The CIO’s Role in Setting the Remote Work Agenda

Here’s a six-step roadmap for IT leaders to follow as they continue to prepare for business as “unusual”.

As companies navigate the uncharted territory of a post-pandemic world, chief information officers and IT leaders need to make sure their technology agendas continue to set their companies and remote workers up for success.  

Image: patpitchaya -

Image: patpitchaya –

This new remote workforce creates a unique set of challenges for C-suite leaders, who must be ‘all in’, working together to find solutions. The CIO needs to be a proactive participant in leading and driving change, describing the competitive advantage, and demonstrating the link between the technology agenda and the employee value proposition. Many companies enabled remote work successfully — demonstrating it can work on a large scale and can be part of the new operational plan, which means the old plan goes out the window.

What may have been a priority in January, such as a PC refresh or a new software-defined wide area network, may now be on the backburner. CIOs plan for the unexpected, but most business continuity plans focus on regionally limited disruptions and on how other regions of the globe can pick up the workplace slack. COVID-19 turned those plans on their heads as a massive global pandemic was thought of as a distant possibility and as such caught many CIOs unaware.

From the broadest goal of on-the-ground operations (such as ensuring that technology systems and procedures are aligned with business goals) to planning (such as understanding digital technologies and how to cost-effectively utilize them), the CIO still plays an integral role in shaping their technology agendas. But now, an additional focus needs to be put on the forward-looking “next wave” of technical building, beyond the table-stakes priorities. And early preparation is key.

For a CIO, preparing for the future of remote working involves six key factors:

  1. A scalable network enabled by automation, such as software-defined networking (SDN) and virtualized network services (VNS), that can flex to support new usage patterns as work shifts outside of offices and enable application availability prioritization. The good news is that as your workforce was suddenly displaced due to COVID-19, you’ve already seen how your network can respond under this level of stress and be prepared for a more permanent displacement.
  2. Cloud-ready applications for collaboration, core operations, and support. Understanding the tools your team needs for remote work, and considerations such as what internal parties and partners need for collaboration, are critical in shaping the applications needed for your remote teams.   
  3. Strong and secure mobile connectivity to access those applications, as well as the corporate WAN (for those that are not cloud-enabled). With the increased level of remote work, these systems need to be built for and prepared to handle a higher percentage of remote employees.
  4. End-to-end monitoring of network performance to maintain control, usability and security. With more and more devices being accessed off-premise, understanding and monitoring the intersection between end-user devices, applications and infrastructure is critical.  
  5. Zero-trust security implementation that strengthens the protection of sensitive information outside of physical offices. Businesses must equip systems to protect, detect and respond to threats in this next age of remote work where sensitive data goes beyond on-premise devices.
  6. A resilient end-user support model and supply chain that can handle spikes in teleworker demand, both in terms of calls for help and the need for laptops, tablets or other mobile devices. For many organizations, the pandemic has exposed gaps in their current models that are preventing scalability.

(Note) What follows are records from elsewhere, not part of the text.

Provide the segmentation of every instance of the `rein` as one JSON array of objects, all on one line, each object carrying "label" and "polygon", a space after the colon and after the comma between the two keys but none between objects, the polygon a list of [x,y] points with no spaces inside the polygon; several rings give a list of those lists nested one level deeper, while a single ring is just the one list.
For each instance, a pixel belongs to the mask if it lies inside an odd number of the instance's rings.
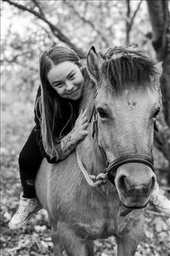
[{"label": "rein", "polygon": [[[96,98],[97,94],[97,92],[96,91],[94,95],[94,98]],[[153,167],[153,156],[152,156],[152,157],[150,157],[143,154],[140,154],[140,153],[125,154],[117,158],[116,159],[113,160],[111,163],[109,163],[107,159],[106,154],[103,148],[99,145],[98,140],[97,114],[95,106],[94,106],[93,107],[93,109],[90,119],[89,120],[89,123],[91,122],[93,116],[94,120],[93,122],[93,131],[92,136],[92,138],[94,138],[94,135],[96,135],[99,149],[101,152],[103,161],[106,163],[106,167],[104,170],[104,172],[103,173],[99,173],[97,177],[96,177],[95,175],[89,175],[87,172],[87,171],[85,170],[85,169],[84,168],[81,160],[76,150],[76,156],[77,156],[78,165],[81,169],[81,171],[84,175],[84,177],[87,183],[90,186],[97,187],[102,184],[105,184],[107,182],[107,180],[108,179],[110,182],[115,187],[115,179],[117,168],[121,166],[122,165],[129,163],[143,163],[149,166],[153,170],[153,172],[155,172]],[[93,181],[92,180],[95,180],[95,181]],[[120,216],[125,216],[127,215],[129,212],[131,212],[133,209],[144,208],[146,206],[146,204],[142,207],[127,207],[125,205],[123,205],[126,208],[126,209],[120,213]]]}]

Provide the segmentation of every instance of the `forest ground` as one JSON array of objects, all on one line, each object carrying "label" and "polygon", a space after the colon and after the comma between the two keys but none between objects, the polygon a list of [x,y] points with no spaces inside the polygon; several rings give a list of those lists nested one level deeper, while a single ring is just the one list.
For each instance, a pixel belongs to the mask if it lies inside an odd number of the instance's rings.
[{"label": "forest ground", "polygon": [[[31,106],[11,106],[8,111],[5,108],[1,112],[1,255],[53,255],[50,227],[45,210],[39,211],[20,229],[11,230],[8,226],[18,204],[21,186],[18,157],[33,127],[33,114]],[[161,154],[155,151],[154,156],[156,167],[164,169],[166,163]],[[167,173],[157,171],[157,175],[160,186],[167,187]],[[167,196],[170,199],[170,195]],[[156,212],[151,205],[145,216],[145,237],[136,256],[170,256],[170,218]],[[96,256],[117,255],[115,239],[111,237],[96,241],[95,252]]]}]

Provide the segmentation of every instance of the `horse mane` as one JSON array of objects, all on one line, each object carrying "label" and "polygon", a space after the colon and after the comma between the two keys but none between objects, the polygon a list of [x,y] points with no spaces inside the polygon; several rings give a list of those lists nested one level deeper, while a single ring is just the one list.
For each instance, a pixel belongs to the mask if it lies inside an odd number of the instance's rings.
[{"label": "horse mane", "polygon": [[101,85],[120,94],[125,89],[153,87],[159,74],[157,61],[138,47],[119,47],[108,49],[101,56],[103,60]]}]

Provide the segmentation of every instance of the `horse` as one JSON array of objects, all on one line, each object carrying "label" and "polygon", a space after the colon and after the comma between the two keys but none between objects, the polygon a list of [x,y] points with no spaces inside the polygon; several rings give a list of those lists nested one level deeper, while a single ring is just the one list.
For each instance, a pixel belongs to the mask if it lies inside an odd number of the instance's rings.
[{"label": "horse", "polygon": [[63,248],[69,256],[93,256],[94,240],[111,236],[118,256],[135,254],[156,181],[161,68],[136,46],[89,51],[80,105],[88,109],[88,135],[62,161],[43,159],[36,180],[55,256]]}]

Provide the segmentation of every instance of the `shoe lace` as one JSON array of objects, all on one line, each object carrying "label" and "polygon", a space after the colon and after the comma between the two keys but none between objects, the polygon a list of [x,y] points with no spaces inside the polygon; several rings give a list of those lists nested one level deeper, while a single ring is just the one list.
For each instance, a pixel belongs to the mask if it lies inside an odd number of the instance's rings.
[{"label": "shoe lace", "polygon": [[16,214],[24,214],[25,212],[27,205],[28,205],[27,204],[25,203],[20,204],[18,209],[16,212]]}]

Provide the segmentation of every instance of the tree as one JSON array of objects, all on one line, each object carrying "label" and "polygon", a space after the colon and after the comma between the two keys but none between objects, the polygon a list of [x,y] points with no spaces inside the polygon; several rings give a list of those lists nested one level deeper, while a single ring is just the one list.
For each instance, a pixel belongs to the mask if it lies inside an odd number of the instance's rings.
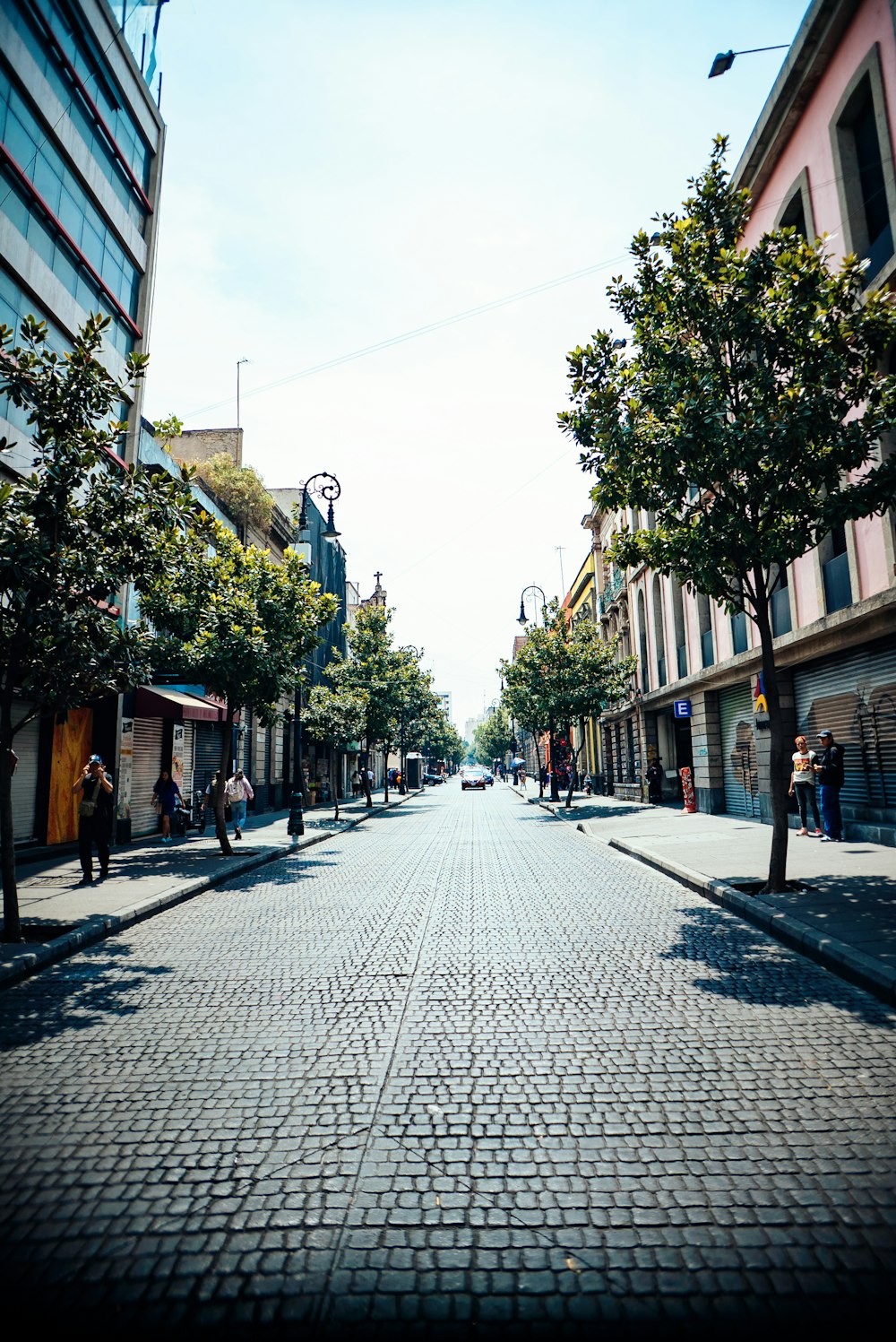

Remote work is not going away and therefore, CIOs and IT managers need to use the lessons of the present to future-ready their organizations. Seeing how the network, security and employee collaboration systems operate during the pandemic should provide the blueprint to be ready for the road ahead. By acting now, leaders can capture the needs of employees and customers and create alignment across the organization as they pivot toward the new normal.

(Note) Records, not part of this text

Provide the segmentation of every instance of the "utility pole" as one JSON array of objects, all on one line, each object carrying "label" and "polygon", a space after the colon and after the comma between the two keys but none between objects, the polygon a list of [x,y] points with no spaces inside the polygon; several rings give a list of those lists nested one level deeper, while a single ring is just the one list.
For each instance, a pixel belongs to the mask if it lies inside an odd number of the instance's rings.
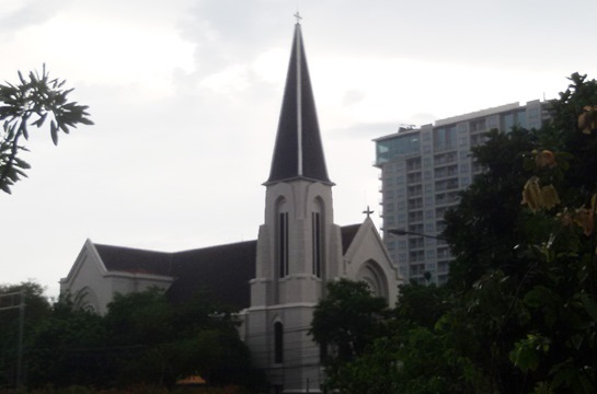
[{"label": "utility pole", "polygon": [[[15,298],[18,301],[15,302]],[[4,305],[3,299],[8,299]],[[0,294],[0,311],[19,309],[19,344],[16,350],[16,389],[23,385],[23,333],[25,329],[25,287],[20,291]]]}]

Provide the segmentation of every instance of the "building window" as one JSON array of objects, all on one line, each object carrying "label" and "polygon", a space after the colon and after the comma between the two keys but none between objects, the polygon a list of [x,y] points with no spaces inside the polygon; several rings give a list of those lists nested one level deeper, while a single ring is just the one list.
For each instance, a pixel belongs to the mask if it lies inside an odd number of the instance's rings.
[{"label": "building window", "polygon": [[279,277],[284,278],[288,275],[288,212],[279,215],[278,225]]},{"label": "building window", "polygon": [[274,323],[274,362],[284,362],[284,325],[280,322]]},{"label": "building window", "polygon": [[311,224],[313,229],[313,275],[321,278],[322,234],[319,212],[311,213]]}]

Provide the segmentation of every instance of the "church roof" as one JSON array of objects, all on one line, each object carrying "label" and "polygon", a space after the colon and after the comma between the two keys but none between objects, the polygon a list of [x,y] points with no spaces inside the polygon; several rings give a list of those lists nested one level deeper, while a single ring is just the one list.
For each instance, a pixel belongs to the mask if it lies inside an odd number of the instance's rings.
[{"label": "church roof", "polygon": [[[346,252],[361,224],[341,228],[342,251]],[[257,242],[245,241],[183,252],[156,252],[93,244],[108,271],[169,276],[174,279],[167,291],[173,302],[207,290],[218,301],[240,309],[249,308],[255,278]]]},{"label": "church roof", "polygon": [[173,277],[167,297],[183,301],[207,290],[218,301],[249,308],[249,280],[255,277],[256,241],[165,253],[94,244],[108,271]]},{"label": "church roof", "polygon": [[332,184],[328,177],[315,101],[298,23],[295,27],[272,169],[265,184],[296,178]]}]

Sampath Sowmyanarayan leads the global enterprise segment for Verizon Business Group, with responsibility for delivering innovative business solutions to Verizon’s global wireline and wireless enterprise clients. He leads a global team focused on delivering solutions to enable enterprise customers — including 99% of the Fortune 500 — to securely connect to the global economy and intelligently manage business interactions and operations in real-time.